The HANA Load Simulator creates a realistic enterprise workload of thousands of concurrent users and executes that workload on different database configurations simultaneously. A dashboard monitors several performance indicators of each database, incl. data footprint, transaction latencies, throughput, and overall CPU utilization. The dashboard can also be used to configure several workload parameters like OLTP and OLAP query frequencies or the ratio of actual and historical queries. This provides a simple and interactive tool to assess key performance characteristics of different database setups (e.g., single- vs. multi-node) side-by-side and in real-time.

Experiment

We compare a) a single database node with b) a multi-node setup consisting of a master node (actual data only), one replica node of the master for running OLAP transactions, and a cold node for historical data. Both setups have an equal total amount of cores and main memory. The usage of the replica node and aggregate caches can be switched on and off. The workload consists of three types of transactions (ratio configurable): invoice postings (sFIN-adapted), read-only transactions incl. OLTP queries (incl. BKPF-BSEG-joins), and OLAP transactions incl. read-heavy analytical queries.

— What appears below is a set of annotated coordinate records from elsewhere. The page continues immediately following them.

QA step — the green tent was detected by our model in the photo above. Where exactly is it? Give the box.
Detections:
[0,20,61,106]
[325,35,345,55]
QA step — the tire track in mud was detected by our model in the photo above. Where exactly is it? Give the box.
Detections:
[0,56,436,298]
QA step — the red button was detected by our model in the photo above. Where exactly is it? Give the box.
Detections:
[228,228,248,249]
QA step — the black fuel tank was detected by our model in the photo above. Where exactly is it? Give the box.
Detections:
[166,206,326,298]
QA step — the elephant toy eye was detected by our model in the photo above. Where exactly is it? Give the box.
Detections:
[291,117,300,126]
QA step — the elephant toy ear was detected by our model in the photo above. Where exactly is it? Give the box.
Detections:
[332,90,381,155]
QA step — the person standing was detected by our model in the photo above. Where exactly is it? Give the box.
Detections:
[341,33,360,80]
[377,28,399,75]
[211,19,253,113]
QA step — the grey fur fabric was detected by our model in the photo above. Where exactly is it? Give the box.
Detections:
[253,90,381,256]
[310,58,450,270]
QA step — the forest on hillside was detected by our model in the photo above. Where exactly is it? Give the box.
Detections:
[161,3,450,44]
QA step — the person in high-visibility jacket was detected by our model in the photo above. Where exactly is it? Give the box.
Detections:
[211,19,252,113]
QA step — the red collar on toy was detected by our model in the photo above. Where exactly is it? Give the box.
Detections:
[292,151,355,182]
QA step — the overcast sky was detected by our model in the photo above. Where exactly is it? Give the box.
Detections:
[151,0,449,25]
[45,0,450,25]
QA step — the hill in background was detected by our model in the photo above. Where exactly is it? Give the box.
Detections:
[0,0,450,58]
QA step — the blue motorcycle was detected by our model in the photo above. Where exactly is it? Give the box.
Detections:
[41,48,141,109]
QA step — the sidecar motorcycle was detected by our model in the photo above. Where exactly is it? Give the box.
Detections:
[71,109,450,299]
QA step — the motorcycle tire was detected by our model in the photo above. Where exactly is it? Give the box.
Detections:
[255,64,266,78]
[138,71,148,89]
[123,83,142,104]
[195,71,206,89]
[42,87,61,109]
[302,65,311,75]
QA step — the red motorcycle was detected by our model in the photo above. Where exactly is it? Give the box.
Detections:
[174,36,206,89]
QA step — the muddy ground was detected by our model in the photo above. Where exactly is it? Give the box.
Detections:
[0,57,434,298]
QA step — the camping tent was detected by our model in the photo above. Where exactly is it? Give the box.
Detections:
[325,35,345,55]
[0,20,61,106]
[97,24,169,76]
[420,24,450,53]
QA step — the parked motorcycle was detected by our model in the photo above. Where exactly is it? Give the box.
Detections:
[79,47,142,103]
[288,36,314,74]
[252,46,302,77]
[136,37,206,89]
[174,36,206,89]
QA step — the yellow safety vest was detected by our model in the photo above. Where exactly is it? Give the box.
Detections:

With the partitioning into actual and historical and replication of the actual data, we see the following improvements (90% actual-only OLAP transactions, 100% actual-only OLTP transactions, one of 100 queries being analytical):

Improved performance

  • Transactional processing is improved even without the use of a replica due to the smaller data set. Activating the replica, the multi-node setup is faster by a factor of ~4 for mixed workloads.

  • The higher the skew is towards an actual-only workload, the more the new architecture outperforms the traditional setup.

  • When adding analytical users to the system, a replica of the actual master node significantly lowers the latency of OLTP transactions due to better load distribution.

Reduced costs

  • Historical data can be purged and better compressed to decrease the memory footprint and require less main memory.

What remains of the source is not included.